Now, in slang, kids started using "throwing shade" at someone, i.e. putting them down/insulting them. There too both shadows and ghosts are entirely absent from that usage.
Now, it's possible for a Latin author to make a pun, like your nemus umbrosum example, but it's definitely not necessary to always think there's a pun, especially since meaning (2) is not the primary meaning, but a developed, metaphorical meaning.
What helps solidify disassociating the two is the near (total?) absence of prose uses of umbrae as "ghosts." At least Lewis & Short note that it was poetical and made its way into prose rather late. The closest you get (looking at the OLD now) is Cic. Rab. Post. 41, but that's even closer to the English "shadow" than the dead umbra, in that he's not literally dead.
But if, O judges, you wish to know the truth,—if the liberality of Caius Caesar, which is very great to every one, had not been quite incredible towards my client, we should long since have ceased to have Postumus among us in the forum.
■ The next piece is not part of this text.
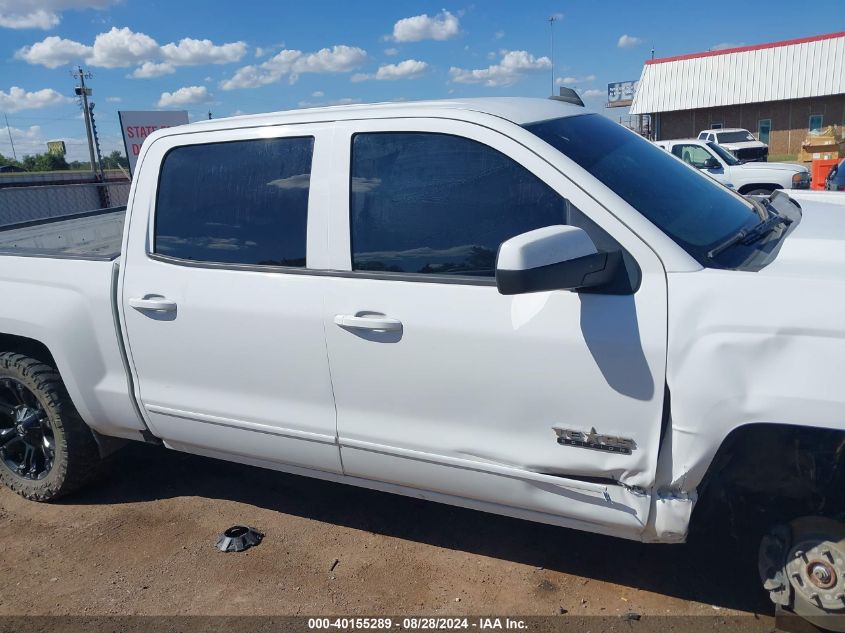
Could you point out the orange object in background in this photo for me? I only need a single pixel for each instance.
(820, 170)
He, by himself, took upon himself the burden of many of Postumus's friends; and those responsibilities, which during the prosperity of Postumus many of his friends supported by dividing them, now that he is unfortunate, Caesar supports the whole of. You see, O judges, the shadow and phantom of a Roman knight preserved by the assistance and good faith of one single friend. Nothing can be taken from him except this image of his former dignity, and that Caesar by himself preserves and maintains. And that, even amid his greatest distresses, is still to be attributed to him in an eminent degree.
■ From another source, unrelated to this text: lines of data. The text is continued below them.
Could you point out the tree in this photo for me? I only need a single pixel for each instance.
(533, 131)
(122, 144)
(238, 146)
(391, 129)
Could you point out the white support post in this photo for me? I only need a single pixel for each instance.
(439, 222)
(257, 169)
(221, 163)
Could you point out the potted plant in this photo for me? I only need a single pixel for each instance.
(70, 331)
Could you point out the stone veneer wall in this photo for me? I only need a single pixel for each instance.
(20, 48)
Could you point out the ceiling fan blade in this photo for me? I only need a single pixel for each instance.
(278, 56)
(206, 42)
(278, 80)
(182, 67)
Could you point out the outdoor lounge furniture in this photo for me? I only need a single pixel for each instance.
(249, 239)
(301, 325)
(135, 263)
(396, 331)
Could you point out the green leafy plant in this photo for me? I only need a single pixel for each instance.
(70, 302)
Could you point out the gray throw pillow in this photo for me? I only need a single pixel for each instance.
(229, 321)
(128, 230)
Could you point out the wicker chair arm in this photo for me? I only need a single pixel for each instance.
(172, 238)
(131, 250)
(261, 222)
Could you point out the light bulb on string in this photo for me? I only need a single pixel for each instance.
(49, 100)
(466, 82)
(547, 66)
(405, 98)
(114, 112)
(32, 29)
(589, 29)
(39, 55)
Livy (40.56.9) appears to be the earliest prose use of it as a synonym for manes.
But he was more sick in mind than in body. He was a prey to gloomy fears and sleeplessness; again and again the form and shade of his innocent murdered son threw him into violent agitation.
All these seems to me to suggest reading the two meanings in the opposite way. It's not so much that a shady place is good for ghosts, but that ghosts are shadowy.